A Corner Of The Cloak
You know how everything seems normal and usual and orthodox But actually everything, if you look at it closely with all four eyes, Is utterly confusing and puzzling and mysterious and astonishing? For example this morning the world presents me a red-tailed hawk, All shoulders and muscle and glower and a bust like Dolly Parton’s, And the hawk completes the life cycle of a young ground squirrel, Spermophilus beecheyi for those of you scoring the game at home, And carts his or her repast up to a massive oak and carefully peels The squirrel like a banana, keeping the protein and letting the skin Fall to the grass below, where a dog, Canis familiaris for you fans At home, sniffs curiously and then looks as ecstatic as I have ever, And I mean ever, seen a dog, and they are in general a happy tribe, But then the young woman roped to the dog, Homo sapiens girlius For those of you scoring at home, yanks the leash and barks, Drop!

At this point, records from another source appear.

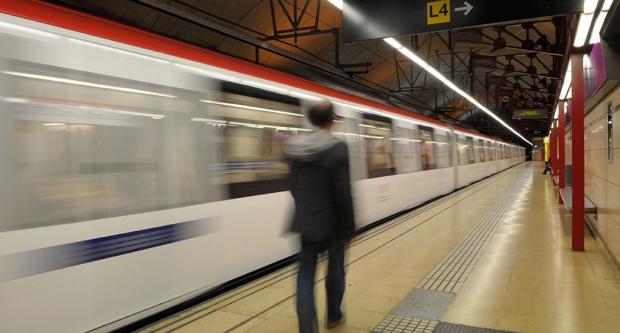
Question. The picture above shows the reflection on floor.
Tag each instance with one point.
(525, 279)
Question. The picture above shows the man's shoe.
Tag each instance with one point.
(334, 323)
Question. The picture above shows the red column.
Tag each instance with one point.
(562, 148)
(578, 152)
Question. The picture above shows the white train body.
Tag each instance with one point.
(132, 180)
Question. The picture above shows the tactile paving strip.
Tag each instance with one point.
(454, 328)
(450, 274)
(421, 309)
(400, 324)
(424, 304)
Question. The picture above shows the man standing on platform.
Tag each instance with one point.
(324, 219)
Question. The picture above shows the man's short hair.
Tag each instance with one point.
(322, 114)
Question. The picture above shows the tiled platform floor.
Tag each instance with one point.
(527, 278)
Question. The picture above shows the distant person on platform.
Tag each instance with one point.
(547, 167)
(321, 188)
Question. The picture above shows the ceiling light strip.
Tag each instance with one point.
(420, 62)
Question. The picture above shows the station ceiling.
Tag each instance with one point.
(506, 67)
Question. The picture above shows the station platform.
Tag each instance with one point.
(495, 255)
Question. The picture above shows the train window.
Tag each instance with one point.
(377, 134)
(406, 144)
(250, 135)
(428, 148)
(490, 151)
(463, 150)
(481, 151)
(471, 157)
(443, 149)
(85, 152)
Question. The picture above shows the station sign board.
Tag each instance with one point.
(530, 113)
(369, 19)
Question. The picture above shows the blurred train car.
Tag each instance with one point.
(138, 173)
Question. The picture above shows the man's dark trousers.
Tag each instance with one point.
(334, 284)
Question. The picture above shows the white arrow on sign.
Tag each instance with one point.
(468, 7)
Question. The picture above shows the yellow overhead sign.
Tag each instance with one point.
(438, 12)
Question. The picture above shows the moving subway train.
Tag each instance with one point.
(137, 172)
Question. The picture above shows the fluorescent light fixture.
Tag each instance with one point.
(566, 84)
(112, 49)
(207, 120)
(215, 75)
(351, 106)
(598, 25)
(86, 84)
(405, 140)
(585, 20)
(21, 29)
(589, 6)
(420, 62)
(304, 96)
(607, 4)
(265, 86)
(394, 43)
(15, 100)
(249, 107)
(338, 3)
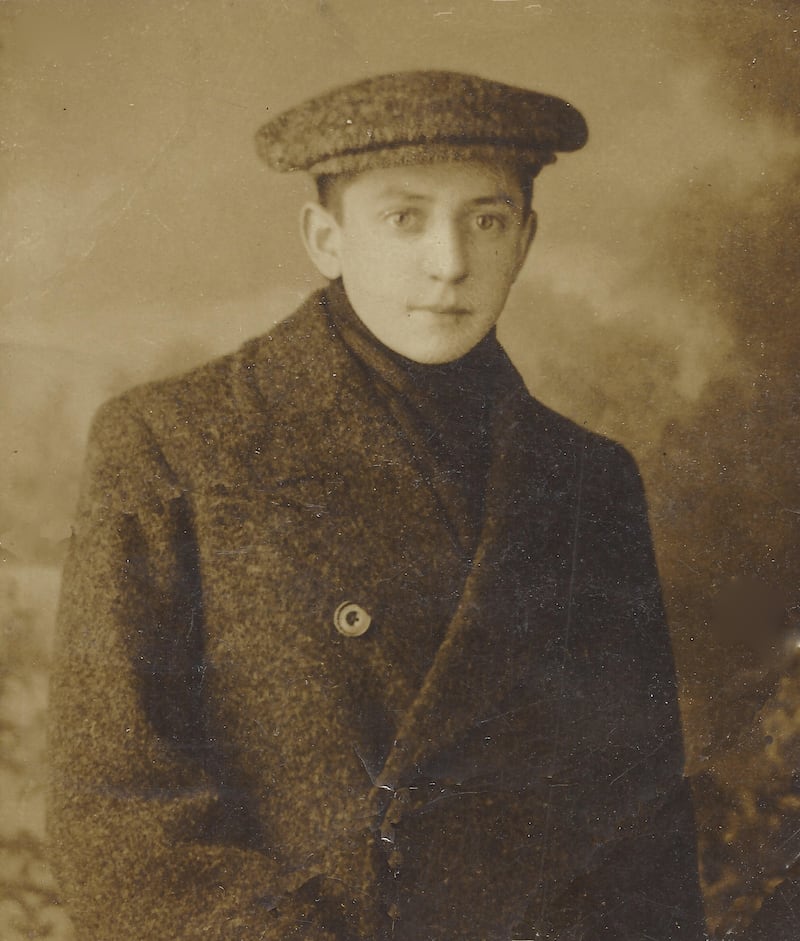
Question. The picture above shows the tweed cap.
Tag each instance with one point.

And the dog with immense reluctance drops the most enticing pelt He has ever even imagined in the redolent and wondrous universe, And the girl picks it up and stares at it a moment and then drops it With a strangled screech or swallowed scream or disgusted moan (It’s hard to explain exactly the nature of her horrified vocal sound), And off she goes at a canter, dragging the rueful and reluctant dog. I stand thirty feet away, with my jaw hanging open like a window, Having witnessed the whole mad event from hawk to horrified girl, And conclude, for the thousandth time, what a wild and blessed gift, What a bloody and magical machine it is, what a slather of stories, What an endless thicket! You really and truly could be issued fifty Lifetimes and spend each of them addled and muddled in wonder And never understand or even see more than a corner of the cloak.
The Second Letter Of Lazarus To His Sisters
Beloveds, I don’t think we are quite communicating clearly here. What I said was that I think there are two sides to every miracle, And while I am thrilled to be alive and not moldering in the grave, And I have written any number of letters of gratitude to Himself, It was inarguably embarrassing to be stripped of the grave clothes With which I was bound hand and foot, and to stand there stark Naked, discombobulated after being called forth by a loud voice, Nor was my skin in what you all would call the “pink of condition,” Nor had I eaten in four days, but there I was suddenly on display. You would be rattled too, you know you would, the both of you. Loose him and let him go, He says, and everyone oohs and aahs, But, you know, then what? You remember what happened next, He moves away down the hill, and everyone follows, the fastest Sprinting to the front to see what will happen next, the vendors Packing their foods and wares to move along to the next miracle, But there I am, naked as a jaybird and smelling to high heaven, Famished, stunned, reborn, in debt, confused, and utterly alone. I cast no aspersions when I remark that you both followed Him. I would have too, had I been capable, and now that I am healthy I will follow him to the second end of my days. But do allow me Simply to note that while it surely was the most memorable day Of my entire life, it also certainly was not the most comfortable, Or the easiest, or even, dare I say, the best. To me the day I was Married was the best day, or the days my three children arrived. So I can say, even as I am the most thankful man who ever was, That I regret, in some small way, that for many centuries hence I will be not Eleazar, a decent man, beloved of his many friends, A good father, a patient husband, noted for his kindness and wit, But only Lazarus, who was by the Christ returned from the dead. If such be the small price of this new life in which I am at home Again in the arms of those I love, among whom I count you two, So be it; but I do think that you, among all women in the world, Would understand that miracles breed ripples that do not cease.